LAUDERDALE LAKES — The graduation rate for black boys attending Broward County public Schools during the 2011-2012 school year was 68.2 percent, up 7.1 percent from the previous year, according to a December 2012 School Board memo.
The graduation rate in Miami-Dade County was 68.3 percent, and in Palm Beach, 64.8 percent.
Despite those poor showings, according to the Black Boys Report, black male students in the Broward County school system graduate at rates above the state level, and at the national averages.
The Schott Foundation for Public Education publishes the report on the outcomes for black males in public education. The foundation’s mission is to develop and strengthen a broad-based and representative movement to achieve fully resourced, quality pre-K to 12 public education.
The report says in Broward County the white graduation rate is 83.6 percent: for hispanics it is 78.4 percent; and for Asians, 89.5 percent.
“This is unacceptable,” Juwanza Kunjufu, author and social justice advocate said about the low graduation numbers for blacks. “By the time they reach the ninth grade, black boys are no longer sitting in the front (of the class).

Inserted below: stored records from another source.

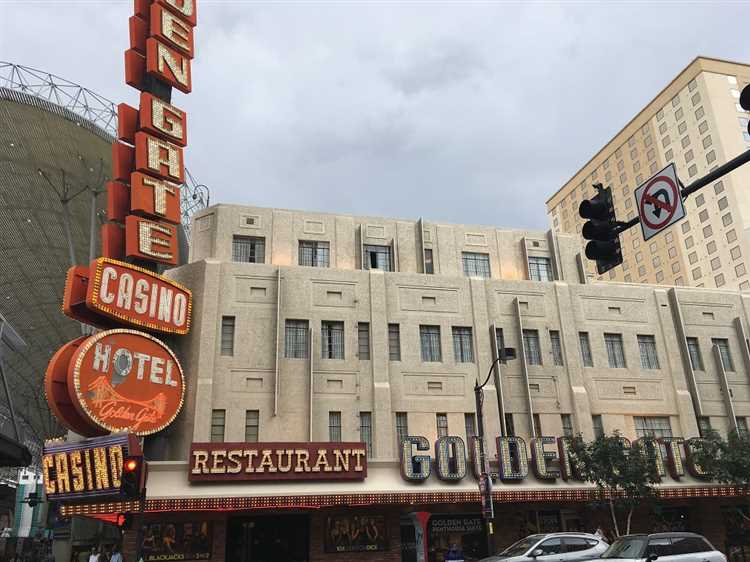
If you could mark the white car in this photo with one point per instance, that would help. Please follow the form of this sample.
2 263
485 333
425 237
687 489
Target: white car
552 547
664 547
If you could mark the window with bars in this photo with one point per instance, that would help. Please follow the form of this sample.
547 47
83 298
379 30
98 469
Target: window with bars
334 427
726 354
475 264
462 345
218 422
295 339
615 350
227 335
647 348
365 431
531 347
652 426
429 338
586 358
332 340
554 340
378 257
567 423
363 340
248 249
540 269
252 424
402 426
313 253
694 350
394 342
442 424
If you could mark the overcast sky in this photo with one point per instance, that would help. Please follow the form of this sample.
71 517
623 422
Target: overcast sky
458 112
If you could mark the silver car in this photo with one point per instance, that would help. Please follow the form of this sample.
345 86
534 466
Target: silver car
552 547
664 547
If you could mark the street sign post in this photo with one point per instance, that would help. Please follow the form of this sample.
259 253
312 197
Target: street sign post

They are sitting in the rear. They are no longer on task. Something happens that really begins in kindergarten.”
The most critical grade is the fourth, Kunjufu said. “That’s when they drop out mentally. That’s when they feel defeated, when their spirits are broken.”

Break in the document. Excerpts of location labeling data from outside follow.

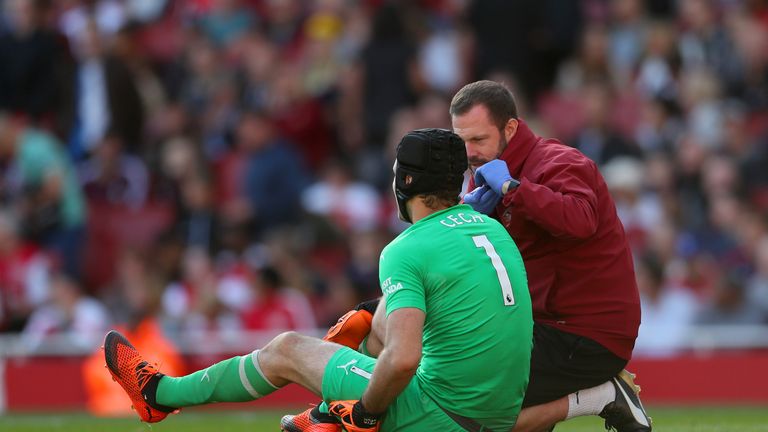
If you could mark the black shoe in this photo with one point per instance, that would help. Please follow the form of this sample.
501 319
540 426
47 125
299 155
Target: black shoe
626 412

Ninety-five percent of black boys are classified “creative” at age 4. But, by age 8, Kunjufu said, that number drops to four percent.
“And the only thing that has happened to them during that time is the classroom,” he said.
Kunjufu’s remarks came during his Feb. 7 lecture on the topic “The Guidance of Youth to Adulthood.” The School District of Broward County and the city of Lauderdale Lakes sponsored the address which took place in the Boyd Anderson High School auditorium, 3050 N.W. 41st St., Lauderdale Lakes.
By eighth grade, only 12 percent of black boys are proficient in reading, Kunjufu said. “American schools are having a difficult time teaching black boys how to read. So we need the church to help teach them how.”
Kunjufu also said that more black male teachers are needed in Broward County schools.
“There are many schools in (Broward) county with not one black man in the building,” he said. “Black boys are not experiencing black male teachers. Yes, there are security guards, (physical education) teachers, custodians, and administrators. But how many black male teachers are in Broward County?”
Without more black male teachers, the future of (the black) race will depend on mothers, Kunjufu said, adding that “a woman cannot teach her son to be a man. We need men to get out there; be leaders and role models.”
Rosalind Osgood, Broward County School Board member, agrees on the need for male influence in a young black male’s life.
“As I look at the school district and I see the state of our black children, especially our black males, I know that we need to do a better job with pairing them up with black men,” Osgood said.
Kunjufu, Osgood said, offers the community a model for mentoring. “We should be diligent about going to the churches and fraternities and finding black men so our boys will have a physical example of a positive male figure,” she said.
Collie Blake, a Broward County Schools social worker, said. “He touched on some critical points and gave great advice that I, as a professional, will be able to use.”